身幅は際立って広いわけではなく、30㎜程度という印象。しかし鎬が大変高いので手持ちはいつもの南紀の通り、ズッシリ。
ここで不思議なのが、一般的な重い新刀を持った感覚とは違うこと。研ぎ減っていない古名刀の国宝・重文などを手に取った時感じるあの味わいと同じ。南紀の好きなところの一つです。

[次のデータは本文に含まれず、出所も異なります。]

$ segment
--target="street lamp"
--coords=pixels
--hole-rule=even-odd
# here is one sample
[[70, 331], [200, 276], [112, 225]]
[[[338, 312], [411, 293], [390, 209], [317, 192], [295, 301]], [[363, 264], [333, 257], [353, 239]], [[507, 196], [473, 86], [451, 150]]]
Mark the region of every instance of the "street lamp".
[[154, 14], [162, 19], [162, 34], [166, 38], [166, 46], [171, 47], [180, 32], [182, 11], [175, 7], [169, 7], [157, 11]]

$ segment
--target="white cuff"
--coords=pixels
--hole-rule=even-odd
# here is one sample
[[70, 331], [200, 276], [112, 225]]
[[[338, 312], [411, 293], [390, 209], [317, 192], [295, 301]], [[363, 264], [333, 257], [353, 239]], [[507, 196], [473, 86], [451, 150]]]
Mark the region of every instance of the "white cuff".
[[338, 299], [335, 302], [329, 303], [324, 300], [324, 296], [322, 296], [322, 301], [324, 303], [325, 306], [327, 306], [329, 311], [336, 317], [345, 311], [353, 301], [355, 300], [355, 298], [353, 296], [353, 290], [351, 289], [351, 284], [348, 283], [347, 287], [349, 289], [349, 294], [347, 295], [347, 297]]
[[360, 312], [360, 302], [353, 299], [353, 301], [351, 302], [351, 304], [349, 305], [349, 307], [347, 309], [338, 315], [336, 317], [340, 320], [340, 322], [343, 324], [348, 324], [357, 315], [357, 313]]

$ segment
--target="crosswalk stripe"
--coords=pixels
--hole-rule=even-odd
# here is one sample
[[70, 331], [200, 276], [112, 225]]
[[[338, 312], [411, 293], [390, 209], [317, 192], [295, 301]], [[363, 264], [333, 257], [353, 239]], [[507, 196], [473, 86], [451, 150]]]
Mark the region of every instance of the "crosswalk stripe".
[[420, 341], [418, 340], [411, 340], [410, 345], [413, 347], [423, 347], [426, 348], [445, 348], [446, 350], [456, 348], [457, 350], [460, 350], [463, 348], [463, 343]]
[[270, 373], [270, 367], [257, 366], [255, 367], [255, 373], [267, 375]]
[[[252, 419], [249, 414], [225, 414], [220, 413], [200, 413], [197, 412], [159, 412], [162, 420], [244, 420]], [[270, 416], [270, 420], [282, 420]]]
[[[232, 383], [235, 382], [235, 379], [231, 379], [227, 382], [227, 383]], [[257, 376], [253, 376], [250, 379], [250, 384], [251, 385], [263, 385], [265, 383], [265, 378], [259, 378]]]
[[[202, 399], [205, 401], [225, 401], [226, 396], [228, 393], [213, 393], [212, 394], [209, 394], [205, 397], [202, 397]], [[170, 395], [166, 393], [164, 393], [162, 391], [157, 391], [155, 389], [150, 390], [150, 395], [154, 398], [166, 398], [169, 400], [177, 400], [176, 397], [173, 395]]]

この南紀、もしも地鉄だけを見せられたら「行光、もしかして新藤五・・・いや、江ですか?」というかも知れず。。
平地に柾気は無く板目に杢混じり、細かな地錵と美しい地景。その地景は無数に走るも嫌味がなく、むしろ上品さが漂う。
あれだけ地景が入っていながら上品な地鉄とはどういうことなのか。。

刃は中直刃をやや細めに焼き、全体に僅かな高低がみられる。非常に良くニエて、刃幅の7割は錵。
研ぎが良く鋒はすっきりと締まり、横手下より若干焼き幅が広くなり、直ぐに先がほつれて短く返る小気味良い帽子。
鎬地は鎬寄りが板目、棟側は程よく詰む柾目。
とにかく地鉄は晴れ渡り、刃は明るく澄み切った一口。やはり南紀は新刀の王者。



”倣”

また何口か全身押形を採拓していましたが、新々刀を滅多にとらないので久々に。

青龍軒盛俊のおそらく造。
過去におそらく造の全身押形は清麿と宗昌親さんしか採拓していなかったかも知れません。
おそらく造といっても実は姿は様々ですが、大きく分けると助宗型と清麿型に分かれるでしょうか。
助宗はおそらく造の元祖。刃三つ角がしっかりあってフクラ枯れ鋭く、横手付近の身幅は張らず。
一方清麿のおそらくは横手で張る、或いは張って見える造り込み。
現代刀のおそらく造を今まで何口も研磨させて頂きましたが、多くは清麿型です。
今回全身押形採拓をした盛俊。銘文に「倣助宗盛俊作之」とある通り島田助宗のおそらく造に倣った造り込みで「おそらく」の彫物もあり、刃長もほぼ同じ。ただフクラに鋭さは無く、研ぎ減っていない状態を意識したのかも知れません。
この銘文の「倣」ですが、刀にはいつ頃から使われたのでしょう。現代刀には「写」とならびよく見るのですが古い物には見ない様な。。
鍋島景光 | 玉置美術刀剣研磨処|京都・左京区

ちょと調べてみましたら、栗原信秀や運寿是一にありました。使われ出したのは新々刀期あたりからでしょうか。